I have been wanting to write the last three weeks but if I’m being honest the thought of writing has seemed heavy and has seemed like it would make the world around me more real than I was capable of dealing with.
For those of you only follow me in this corner of the internet I have yet to share this here: three weeks ago my mom died.
She died in her home, the one I grew up in, surrounded by her husband, us three kids and ¾ of her grandkids- one being away at college and a handful of her nieces and nephews. More family came in that night and over the course of the next week or two that lead up to the memorial we had for her last week.
I don’t know if I’m ready to talk about my mom or see the words on a screen but I knew that if I didn’t begin to write something it would get progressively harder to do so.
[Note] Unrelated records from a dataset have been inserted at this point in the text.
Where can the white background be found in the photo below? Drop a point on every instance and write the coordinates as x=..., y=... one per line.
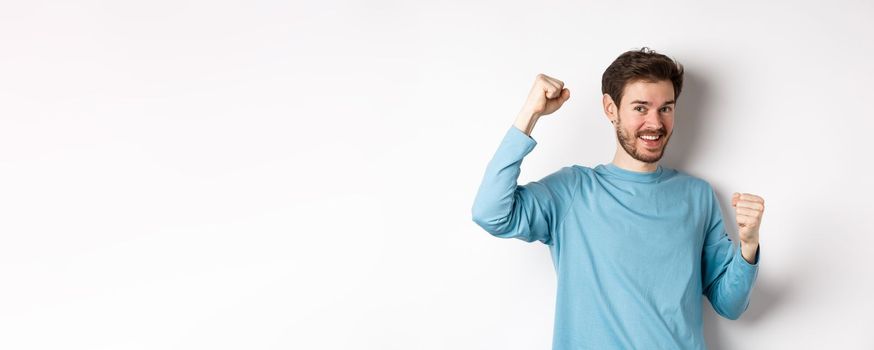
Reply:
x=274, y=175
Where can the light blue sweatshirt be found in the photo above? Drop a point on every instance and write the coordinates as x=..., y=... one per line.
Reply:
x=633, y=251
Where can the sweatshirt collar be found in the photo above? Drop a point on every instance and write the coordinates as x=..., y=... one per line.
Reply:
x=632, y=175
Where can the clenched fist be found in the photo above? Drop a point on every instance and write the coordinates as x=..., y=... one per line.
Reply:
x=748, y=209
x=546, y=96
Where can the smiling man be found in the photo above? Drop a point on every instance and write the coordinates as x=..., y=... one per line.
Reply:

This morning I opened my journal in church and aggressively wrote out my thoughts on writing before the tears threatened too quickly. I tend to write around what’s going on in my life. I tend to write to work things out, to untangle them, to remind anyone who might be in the same space as me that they aren’t alone.
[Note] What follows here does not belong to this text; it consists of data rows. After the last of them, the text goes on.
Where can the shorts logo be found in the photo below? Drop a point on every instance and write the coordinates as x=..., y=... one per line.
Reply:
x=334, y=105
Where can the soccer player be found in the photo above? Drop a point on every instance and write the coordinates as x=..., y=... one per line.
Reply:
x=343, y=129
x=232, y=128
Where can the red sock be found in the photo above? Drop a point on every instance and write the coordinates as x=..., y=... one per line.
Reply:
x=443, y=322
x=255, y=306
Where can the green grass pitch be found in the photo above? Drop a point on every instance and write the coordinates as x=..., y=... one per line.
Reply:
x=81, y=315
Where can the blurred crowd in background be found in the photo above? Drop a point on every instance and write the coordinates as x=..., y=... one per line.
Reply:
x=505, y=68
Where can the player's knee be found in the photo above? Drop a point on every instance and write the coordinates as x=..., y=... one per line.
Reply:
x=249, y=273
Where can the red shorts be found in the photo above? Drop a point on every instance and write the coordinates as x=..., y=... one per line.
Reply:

I can easily say that of all the grief I’ve ever dealt with or felt I’ve never met this monster in my life. I’m doing my best to be kind to myself, to take help, to ask for hugs, to cry- but it’s really, really hard. Even right now as I write this I’m blinking back tears.
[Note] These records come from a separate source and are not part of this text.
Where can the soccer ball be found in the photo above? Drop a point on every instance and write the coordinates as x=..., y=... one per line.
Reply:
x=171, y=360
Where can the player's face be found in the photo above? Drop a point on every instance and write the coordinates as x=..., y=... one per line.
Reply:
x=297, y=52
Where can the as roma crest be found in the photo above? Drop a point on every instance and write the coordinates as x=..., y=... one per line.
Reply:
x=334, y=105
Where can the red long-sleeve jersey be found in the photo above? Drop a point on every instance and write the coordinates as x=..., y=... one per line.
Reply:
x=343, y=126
My mom commented on everything I wrote. She would make sure to call and tell me she had read things and I usually got a text after I posted a blog that she “loved my ‘she writes on Sundays’”.
I’m sure I will write more. I will write with tears down my face, I will write through anger and now, I am writing out of exhaustion and the desire to put words on a page.
Grief is a lot. More than any human can actually fully grasp.
I miss my mom a lot. It’s still not real that I won’t be able to hug her or call her or have her nag me to go to the doctor.